The AR Drone does not come with much in the way of a manual and many new users find themselves wondering what to do first. This will be a complete step-by-step guide to get you up and flying as quickly as possible.
Step 1 – Charge the battery
Unfortunately you cannot just unbox the AR Drone and run out and fly it. You have to charge the battery first. Expect this to take about 1.5 hours although it will probably be a little shorter than that.
Step 2 – Prep The Drone
On the top of the chassis and on the top and bottom of the hulls are clear plastic sheet covers, you will want to remove these to make sure the hulls seat properly onto the chassis.
Step 3 – Install the Apps
There are actually multiple apps available for both iOS devices and Android devices. Search your appropriate app store for AR Drone and find the official Parrot AR Drone app, and maybe a few extra apps if they look interesting to you.
Unlike a helicopter, you don’t just turn up the throttle until the drone takes off, you press the Take-Off button on the application. When you hit Take-Off, the drone will do a quick self-test, do a quick rotor test, and then climb about three feet off the ground and just sit there waiting for you to control it. The control “stick” on the right side of the application controls your altitude and left/right rotation. You only need to touch the screen and move your finger around the controller area for this control to function.
On the left side is a press-to-activate control for left/right and forward/back tilt. To use this control you simply touch the screen there and then actually tilt your phone/tablet to make the drone tilt in that direction and start moving in the direction of the tilt.
To land, maneuver to the spot you want to land, get you altitude as low as you would like, and press the Take-Off/Landing button.

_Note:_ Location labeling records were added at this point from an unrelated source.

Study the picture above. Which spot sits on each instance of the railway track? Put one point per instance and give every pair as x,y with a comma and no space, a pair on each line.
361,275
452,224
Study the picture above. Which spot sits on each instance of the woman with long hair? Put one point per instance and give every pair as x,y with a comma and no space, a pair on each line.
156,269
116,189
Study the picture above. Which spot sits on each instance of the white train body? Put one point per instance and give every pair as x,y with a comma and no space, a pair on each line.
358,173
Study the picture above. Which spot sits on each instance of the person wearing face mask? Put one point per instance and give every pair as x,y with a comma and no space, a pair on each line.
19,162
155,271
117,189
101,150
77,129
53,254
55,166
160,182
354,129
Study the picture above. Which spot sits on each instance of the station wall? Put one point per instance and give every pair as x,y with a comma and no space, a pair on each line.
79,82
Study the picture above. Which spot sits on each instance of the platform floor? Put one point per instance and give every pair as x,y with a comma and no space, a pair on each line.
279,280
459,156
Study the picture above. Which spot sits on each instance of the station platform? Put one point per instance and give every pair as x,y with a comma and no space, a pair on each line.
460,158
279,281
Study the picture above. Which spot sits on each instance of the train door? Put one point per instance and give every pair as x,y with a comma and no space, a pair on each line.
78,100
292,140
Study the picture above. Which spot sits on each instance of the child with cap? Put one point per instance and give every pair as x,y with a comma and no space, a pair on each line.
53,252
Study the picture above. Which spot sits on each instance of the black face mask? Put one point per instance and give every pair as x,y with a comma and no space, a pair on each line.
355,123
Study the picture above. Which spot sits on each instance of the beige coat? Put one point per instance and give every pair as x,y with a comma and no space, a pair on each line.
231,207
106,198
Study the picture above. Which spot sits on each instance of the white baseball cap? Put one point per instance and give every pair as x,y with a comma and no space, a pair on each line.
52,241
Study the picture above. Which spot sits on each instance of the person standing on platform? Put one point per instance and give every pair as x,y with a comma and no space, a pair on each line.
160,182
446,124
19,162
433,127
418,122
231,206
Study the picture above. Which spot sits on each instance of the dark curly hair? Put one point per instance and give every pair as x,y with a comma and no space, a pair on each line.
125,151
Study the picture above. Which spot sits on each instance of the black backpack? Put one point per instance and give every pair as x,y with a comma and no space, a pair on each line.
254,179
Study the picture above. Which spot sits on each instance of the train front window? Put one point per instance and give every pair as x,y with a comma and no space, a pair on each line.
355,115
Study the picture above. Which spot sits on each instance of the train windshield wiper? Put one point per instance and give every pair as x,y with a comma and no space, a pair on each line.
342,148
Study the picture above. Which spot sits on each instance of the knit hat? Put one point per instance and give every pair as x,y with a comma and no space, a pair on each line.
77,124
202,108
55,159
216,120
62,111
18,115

Step 5 – Install the battery
Once the charger is showing a green light, the battery is charged and you are ready for your first flight. Place the drone on your launch location, the box works really well for this, and I will explain why in just a moment.
Step 6 – Connect to Drone
Once the AR Drone powers up, it will start broadcasting a WiFi SSID that you need to connect to from the device you are going to use to control it. Connect to the ardrone WiFi network and then launch the AR Drone controller application. If you are properly connected, the app will launch and display the image from the drone’s front camera. At this point you are ready to take off, but before you do, you might want to read the next section.
Step 7 – Flying the Drone
When you start off, your AR Drone will be in a limited functionality mode. In this mode you are going to be limited on speed, range, and altitude. On the bottom of the drone is a down facing camera and two ultrasonic sensors. When you are below about 10′ or so off the ground, the ultrasonic sensors are acting like sonar and redetermining the altitude off the ground. This system helps to keep the AR Drone at a constant altitude to help make sure your drone doesn’t go flying away or take a nasty header into the ground. No matter how much you try to push it, it simply won’t go outside of these limitations. Once you are comfortable flying you can go into the application’s settings and disable the limiters.
Step 7 – Have Fun
The AR Drone is the easiest aircraft to fly you will ever have experienced. Take your time to learn it, practice with it, and improve your flying skills until they become second nature and then unleash the beast by using the outdoor hull in a wide open space and push it to its full potential.